April 7, 2014 | 16 Comments

Illness is a theme of my “Writing Life Stories” class this semester. The students noticed it, not me. But then, four are nursing majors. In one of our texts, Lee Martin’s collection of memoir essays Such a Life, his father’s traumatic accident that cost him his hands casts a shadow across every line; and Martin explores his own boyhood bout with thyroid illness and his middle-age health crisis, an ordeal of corneal abrasion. Running through another of our main texts, Jo Ann Beard’s The Boys of My Youth, is her mother’s illness and death from cancer.

Then Thomas Larson visited last week.

He’s got a new book out, The Sanctuary of Illness: A Memoir of Heart Disease (my review and interview), and my students had read its powerful first quarter, which depicts Larson’s first heart attack and its aftermath. They also read his essay “The Woman on the Corner,” about his grandfather’s suffering and death from cancer and their effect on his grandmother.

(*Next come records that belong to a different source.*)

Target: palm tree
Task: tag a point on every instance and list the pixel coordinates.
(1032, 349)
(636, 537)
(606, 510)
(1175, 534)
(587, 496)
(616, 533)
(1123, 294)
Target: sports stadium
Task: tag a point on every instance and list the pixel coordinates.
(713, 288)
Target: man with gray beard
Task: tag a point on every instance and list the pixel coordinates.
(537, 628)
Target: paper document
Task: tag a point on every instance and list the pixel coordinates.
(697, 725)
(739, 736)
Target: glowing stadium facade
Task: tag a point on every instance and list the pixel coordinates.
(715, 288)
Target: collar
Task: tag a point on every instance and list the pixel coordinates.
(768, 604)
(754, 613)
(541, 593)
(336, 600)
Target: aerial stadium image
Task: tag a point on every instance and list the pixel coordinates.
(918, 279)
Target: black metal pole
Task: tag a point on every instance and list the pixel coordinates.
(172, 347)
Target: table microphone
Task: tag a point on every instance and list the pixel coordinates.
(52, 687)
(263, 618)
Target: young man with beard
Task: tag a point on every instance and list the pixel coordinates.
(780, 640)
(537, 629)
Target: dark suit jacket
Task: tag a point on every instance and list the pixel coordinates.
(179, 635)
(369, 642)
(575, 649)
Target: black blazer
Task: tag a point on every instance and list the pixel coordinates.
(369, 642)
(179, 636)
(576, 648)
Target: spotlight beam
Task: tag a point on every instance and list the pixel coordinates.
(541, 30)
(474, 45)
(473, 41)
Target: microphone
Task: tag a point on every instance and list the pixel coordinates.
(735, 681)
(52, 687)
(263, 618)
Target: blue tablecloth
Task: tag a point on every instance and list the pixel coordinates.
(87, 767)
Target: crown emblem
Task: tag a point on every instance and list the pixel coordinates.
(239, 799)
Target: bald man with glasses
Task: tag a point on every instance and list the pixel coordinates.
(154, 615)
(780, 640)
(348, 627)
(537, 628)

In introducing Larson, I also prepped the class by mentioning his book The Saddest Music Ever Written: The Story of Samuel Barber’s “Adagio for Strings” (reviewed), and I played part of a YouTube performance of “Adagio for Strings” with 5.8 million hits: a concert three days after the 9/11 attacks.

My students really wanted to know how Larson can write so personally about himself, his family, his body. Last year, this was also among the first questions for Lee Martin during his visit. Every non-writer wonders about this, I think. And most memoirists. “No one tells everything,” a writer once told me. But writers tend to view their experiences as material, as something to make art from, whether fiction or nonfiction.